The following progression moves from the smoothest to edgiest tools – Curves, Clarity, Dehaze, High Pass, and Sharpening. The differences between these tools can be found in the way they handle frequencies of detail; low or smooth, medium or broad lines and moderate texture, and high fine lines and grain.

01_Curves

Curves

Curves creates the smoothest effects. It simply affects light and dark values. With it, you can fine tune the relationships between different values with unparalleled precision. Curves ignores texture and contours. If either is affected it’s simply because those areas are lighter or darker, not because they have been targeted. Along with contrast, Curves also boosts saturation somewhat. (If Curves is applied in Photoshop, this saturation shift can be removed by using a blend mode of Luminosity.)

02_Clarity

Clarity

Clarity offers the second smoothest effects.

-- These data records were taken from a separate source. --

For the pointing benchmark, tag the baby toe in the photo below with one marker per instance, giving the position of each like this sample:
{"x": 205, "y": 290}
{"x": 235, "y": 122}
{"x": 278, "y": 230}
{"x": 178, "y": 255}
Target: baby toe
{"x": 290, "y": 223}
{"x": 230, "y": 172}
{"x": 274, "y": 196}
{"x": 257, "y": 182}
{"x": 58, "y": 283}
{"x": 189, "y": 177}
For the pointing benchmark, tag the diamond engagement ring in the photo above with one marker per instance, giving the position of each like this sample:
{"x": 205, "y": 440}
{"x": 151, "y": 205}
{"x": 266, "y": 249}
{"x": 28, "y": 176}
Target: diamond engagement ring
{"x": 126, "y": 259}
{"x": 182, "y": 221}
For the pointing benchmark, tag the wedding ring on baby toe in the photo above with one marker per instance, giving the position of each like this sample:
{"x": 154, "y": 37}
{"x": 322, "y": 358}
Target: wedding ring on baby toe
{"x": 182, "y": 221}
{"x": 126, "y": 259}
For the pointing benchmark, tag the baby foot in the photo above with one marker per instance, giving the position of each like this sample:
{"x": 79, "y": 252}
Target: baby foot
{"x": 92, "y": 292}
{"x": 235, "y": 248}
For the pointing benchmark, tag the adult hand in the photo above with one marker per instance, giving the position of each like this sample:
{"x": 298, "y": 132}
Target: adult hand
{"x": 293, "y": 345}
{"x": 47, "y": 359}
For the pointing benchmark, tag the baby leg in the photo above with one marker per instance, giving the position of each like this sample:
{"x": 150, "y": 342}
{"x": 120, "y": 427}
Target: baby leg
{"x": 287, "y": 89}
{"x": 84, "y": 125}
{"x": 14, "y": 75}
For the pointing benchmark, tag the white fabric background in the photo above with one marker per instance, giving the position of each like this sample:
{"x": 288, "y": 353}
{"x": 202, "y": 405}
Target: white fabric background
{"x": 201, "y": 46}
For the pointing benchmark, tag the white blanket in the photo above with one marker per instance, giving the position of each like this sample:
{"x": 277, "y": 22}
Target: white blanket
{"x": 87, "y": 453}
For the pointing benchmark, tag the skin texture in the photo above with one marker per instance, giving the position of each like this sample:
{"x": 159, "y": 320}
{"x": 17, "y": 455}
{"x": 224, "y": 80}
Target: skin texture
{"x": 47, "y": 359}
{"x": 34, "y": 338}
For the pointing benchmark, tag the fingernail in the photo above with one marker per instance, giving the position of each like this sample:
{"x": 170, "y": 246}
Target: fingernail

It pays significant attention to contours. The contrast it adds to contours is smoothed or broadly feathered. Think of it as a local vignetting, not for the frame, but for areas within contours. To make the effect more realistic, it darkens the dark side of contours more than it lightens the light side of contours edges, greatly reducing visible bright halos. Clarity makes images look clearer for two reasons; one, because the overall contrast appears to remove haze; and two, because the edge contrast makes images appear better focused or sharper. Clarity, particularly strong applications of it, will accentuate texture affecting medium frequency detail even more than high-frequency detail. Strong applications of Clarity will boost saturation significantly, which can be removed with the Saturation slider. Clarity does not exist in the Photoshop Image > Adjustments menu but can be applied in Photoshop with the Camera Raw filter.

03_Dehaze

Dehaze

Dehaze offers the third smoothest effects. It creates effects that are similar to Clarity, only stronger. Dehaze darkens shadows and rather than brightening the highlights it simply pulls out more separation by darkening the lower values in these areas. Strong applications of Dehaze may even reveal detail you can’t see with the naked eye. Dehaze affects larger areas of contrast, sometimes losing the ability to distinguish between smaller areas. While Clarity boosts saturation somewhat, Dehaze boosts it more and often creates color non-uniform shifts. (There is a cure for this, which I cover in a separate article.) Dehaze does not exist in the Photoshop Image > Adjustments menu but can be applied in Photoshop with the Camera Raw filter.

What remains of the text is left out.